Sweeps the system (and optionally user) service manager for failed units and
units stuck in a restart loop — the `activating/auto-restart` state that
never reaches "failed" and hides exactly the breakage that matters. Specific
units can be watched individually with state and restart-count evidence.

## Flap damping

One wifi blip should not page you. With `notifications.telegram.confirm_scans: 2`,
a status change must hold for two consecutive scans before Guardian announces
it — in both directions, so recoveries are confirmed too. A check that flaps
up and down never triggers a message. The report and web view always show the
live state; damping only gates notifications.

## Acknowledging known issues

Chronic problems train you to ignore alerts. Acknowledge a check to mute it
without losing sight of it:

```bash
guardian ack ha_unavailable_entities --note "MQTT bridge down, part ordered" --days 14
guardian ack          # list current acknowledgments
guardian unack ha_unavailable_entities
```

An acknowledged check keeps its real status but is excluded from the overall
status, change detection, and notifications. It appears in a collapsed
"Acknowledged" section of the report and web view, with your note, so it
stays visible without drowning the signal.
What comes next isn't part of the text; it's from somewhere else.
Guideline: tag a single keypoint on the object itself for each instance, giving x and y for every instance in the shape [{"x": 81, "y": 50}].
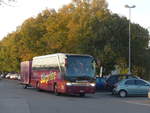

Acknowledgments can expire
automatically (`--days`, `--until`); check ids are shown in reports and in
the web view's evidence blocks.

## Report layout

The Markdown report includes:

- overall status
- summary counts
- what changed since the previous scan (regressions, improvements, new and removed checks)
- critical issues first
- warnings second
- unknowns third
- OK checks last, collapsed to names when there are many
- recommended actions and JSON evidence for each non-collapsed check

## Safety notes

Homelab Guardian's safety boundary has four parts:

- **Collectors are read-only.** Detection never modifies services, containers,
  DNS, Home Assistant entities, backup contents, systemd units, certificates,
  disks, or remote hosts.
- **Local runtime state is writable.** Guardian writes reports, SQLite scan
  snapshots, acknowledgments, alert state, and optional retention pruning under
  the configured report/database paths.
- **Outbound integrations are opt-in.** Telegram notifications and AI briefings
  send structured status data only when explicitly enabled.
- **Repair is opt-in and human-gated.** With `repair.enabled` (off by default),
  Guardian may *propose* a whitelisted, parameterized fix and execute it **only
  after a human approves the specific proposal** — never raw shell, never an
  AI-generated command, always followed by a verify and an audit record.
  Destructive actions can never auto-approve. See *Approval-gated repair* and
  [docs/repair.md](docs/repair.md).

Recommended actions in reports are diagnostic next steps for the operator;
nothing executes automatically without the approval flow above.